Beehive Radio
- Phnom Penh; Cambodia;
- Frequency: 105 FM

Ownership
- Owner: Mam Sonando

Links
- Website: www.sonandosbk.com

= Beehive Radio =

Beehive Radio (វិទ្យុសំបុកឃ្មុំ) is a Cambodian radio station in Phnom Penh, owned and operated by independent journalist Mam Sonando. It broadcasts on 105 FM. The Committee to Protect Journalists (CPJ) described it in 2012 as "one of Cambodia's few independent news outlets".

== Programming ==
In 2012, Human Rights Watch described Beehive Radio as "a key platform for promotion of human rights and democracy in Cambodia". The station is one of the few to address controversial topics, including "Cambodian civil society, the fight against HIV/AIDS, maternal mortality and human trafficking, campaigns for women’s rights and gender equality, political and economic transparency, equitable and sustainable development, labor rights, environmental protection, the rule of law, and electoral education and election monitoring." It also carries programming by Radio Free Asia, Voice of America, and the Cambodian Center for Human Rights.

== History ==
In 1995, Mam Sonando, a French-Cambodian dual citizen, returned to Cambodia and acquired a broadcasting license for a new station that he named Beehive Radio. It began broadcasting on August 6, 1996. He used the station to advertise a new political party, the Beehive Democratic Society Party, and stood in the 1998 general election. According to the Asia Times, his campaign only won him "a reputation as an eccentric, spouting Buddhist philosophy, pleas for democracy and a personal campaign for attention." After failing to be elected, Sonando dissolved his party, but continued broadcasting on Beehive Radio as an independent journalist.

As of 2012, Sonando had been arrested three times on charges related to the station's broadcasts. In 2003, during the Phnom Penh riots, a caller to Beehive Radio claimed incorrectly that Cambodian embassy officials were killed in Bangkok. On 31 January, Sonando was arrested and accused of "relaying false information", "inciting discrimination", and "inciting crime". He stated to reporters, "They blame me for broadcasting an opinion of a listener which turned out to be untrue. But if I have to go to jail to allow people to express their opinion I am happy." He was released on bail on 11 February and never brought to trial.

Sonando was arrested again on 11 October 2005 after reporting on Prime Minister Hun Sen's treaty with Vietnam settling the two nations' border dispute; the report included a discussion with a French-based expert who criticized Hun Sen's concessions. Sonando was charged with "criminal defamation", "disseminating false information", and "incitement". In January 2006, the charges against him were dropped in what Prime Minister Hun Sen described as "a gift" to visiting US Assistant Secretary of State Christopher R. Hill.

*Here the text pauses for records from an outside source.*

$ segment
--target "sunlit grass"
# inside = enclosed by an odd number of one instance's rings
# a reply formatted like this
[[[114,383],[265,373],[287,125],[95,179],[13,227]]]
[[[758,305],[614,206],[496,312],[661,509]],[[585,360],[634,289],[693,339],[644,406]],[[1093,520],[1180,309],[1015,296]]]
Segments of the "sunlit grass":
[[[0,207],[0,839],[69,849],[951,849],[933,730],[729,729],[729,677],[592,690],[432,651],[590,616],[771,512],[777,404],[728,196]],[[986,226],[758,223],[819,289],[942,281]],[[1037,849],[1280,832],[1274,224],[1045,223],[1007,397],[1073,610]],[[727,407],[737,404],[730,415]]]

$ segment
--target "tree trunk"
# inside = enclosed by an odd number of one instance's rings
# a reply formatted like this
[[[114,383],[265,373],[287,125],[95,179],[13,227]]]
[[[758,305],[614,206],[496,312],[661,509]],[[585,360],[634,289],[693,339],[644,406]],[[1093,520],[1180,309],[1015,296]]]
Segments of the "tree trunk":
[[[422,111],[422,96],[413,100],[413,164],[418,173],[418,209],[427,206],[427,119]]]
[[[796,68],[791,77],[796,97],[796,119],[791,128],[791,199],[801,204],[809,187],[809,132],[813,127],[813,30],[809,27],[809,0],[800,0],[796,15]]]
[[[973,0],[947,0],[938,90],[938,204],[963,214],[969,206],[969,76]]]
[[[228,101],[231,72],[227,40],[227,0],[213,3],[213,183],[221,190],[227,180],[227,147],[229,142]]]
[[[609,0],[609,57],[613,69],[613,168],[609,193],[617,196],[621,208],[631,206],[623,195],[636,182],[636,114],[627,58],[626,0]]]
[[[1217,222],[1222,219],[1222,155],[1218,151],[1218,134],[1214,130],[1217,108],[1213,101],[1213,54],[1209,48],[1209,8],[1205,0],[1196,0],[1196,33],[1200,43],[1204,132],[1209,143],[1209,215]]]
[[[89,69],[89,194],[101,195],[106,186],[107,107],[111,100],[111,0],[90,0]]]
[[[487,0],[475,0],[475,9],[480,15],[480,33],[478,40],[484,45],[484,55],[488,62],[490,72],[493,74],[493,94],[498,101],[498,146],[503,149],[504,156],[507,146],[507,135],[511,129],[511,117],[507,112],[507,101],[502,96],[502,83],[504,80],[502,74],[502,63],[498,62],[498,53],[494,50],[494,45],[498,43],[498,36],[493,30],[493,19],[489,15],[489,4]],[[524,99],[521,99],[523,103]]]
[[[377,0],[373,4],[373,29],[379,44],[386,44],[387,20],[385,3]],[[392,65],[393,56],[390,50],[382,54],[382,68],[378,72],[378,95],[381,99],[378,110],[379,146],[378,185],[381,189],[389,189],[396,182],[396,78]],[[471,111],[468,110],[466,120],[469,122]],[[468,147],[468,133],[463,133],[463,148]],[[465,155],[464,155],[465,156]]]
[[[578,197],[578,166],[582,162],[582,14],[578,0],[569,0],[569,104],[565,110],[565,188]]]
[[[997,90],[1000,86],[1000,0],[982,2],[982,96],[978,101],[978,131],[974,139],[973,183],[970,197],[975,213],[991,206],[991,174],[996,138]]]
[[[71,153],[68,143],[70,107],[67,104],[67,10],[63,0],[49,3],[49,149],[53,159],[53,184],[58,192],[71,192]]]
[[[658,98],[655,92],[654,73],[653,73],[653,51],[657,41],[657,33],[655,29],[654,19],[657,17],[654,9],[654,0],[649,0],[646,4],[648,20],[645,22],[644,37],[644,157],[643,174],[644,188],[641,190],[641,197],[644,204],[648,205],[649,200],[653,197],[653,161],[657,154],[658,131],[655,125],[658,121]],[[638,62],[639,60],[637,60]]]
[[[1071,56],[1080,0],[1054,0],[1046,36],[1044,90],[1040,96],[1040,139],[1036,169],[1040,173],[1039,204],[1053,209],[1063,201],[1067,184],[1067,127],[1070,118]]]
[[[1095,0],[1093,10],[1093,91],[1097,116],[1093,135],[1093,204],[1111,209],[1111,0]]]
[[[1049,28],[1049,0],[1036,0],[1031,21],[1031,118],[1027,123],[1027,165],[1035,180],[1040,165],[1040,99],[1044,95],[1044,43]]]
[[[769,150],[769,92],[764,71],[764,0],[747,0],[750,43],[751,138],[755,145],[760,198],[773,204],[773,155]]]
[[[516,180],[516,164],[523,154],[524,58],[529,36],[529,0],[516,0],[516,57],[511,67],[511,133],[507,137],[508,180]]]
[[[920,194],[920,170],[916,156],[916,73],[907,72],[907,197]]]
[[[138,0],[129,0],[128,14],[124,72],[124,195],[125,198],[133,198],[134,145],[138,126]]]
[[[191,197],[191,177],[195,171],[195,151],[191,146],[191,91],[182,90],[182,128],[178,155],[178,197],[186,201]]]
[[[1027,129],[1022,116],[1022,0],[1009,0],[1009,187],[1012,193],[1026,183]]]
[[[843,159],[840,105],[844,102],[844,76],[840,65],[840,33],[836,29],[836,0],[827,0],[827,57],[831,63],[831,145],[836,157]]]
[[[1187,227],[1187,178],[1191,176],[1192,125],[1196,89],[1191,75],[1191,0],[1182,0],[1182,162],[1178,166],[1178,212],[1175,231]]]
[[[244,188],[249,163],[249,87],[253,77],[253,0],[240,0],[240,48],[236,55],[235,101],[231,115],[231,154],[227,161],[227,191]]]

On 15 July 2012, he was arrested again and accused of involvement with protests against evictions for a new rubber plant in Kratié Province. Authorities charged him with "insurrection" and "inciting people to take up weapons against state".

The arrest quickly generated domestic and international criticism. A coalition of 22 Cambodian rights groups called the Cambodian Human Rights Action Committee called on the government to free Sonando "to save the country's reputation". Members of Beehive Radio and the Association of Democrats protested in front of Phnom Penh's royal palace on 23 July. CPJ called for his immediate release, stating that Hun Sen had "a well-worn history of leveling unsubstantiated anti-state charges against journalists to stifle criticism of the administration." Human Rights Watch said that "Sonando's arrest on the heels of [US Secretary of State Hillary] Clinton's visit is a brazen signal that Hun Sen thinks that the US wants his cooperation on other matters so much that he isn't afraid to lower the boom on his critics". Amnesty International named Sonando a prisoner of conscience, "held for the peaceful exercise of his right to freedom of expression".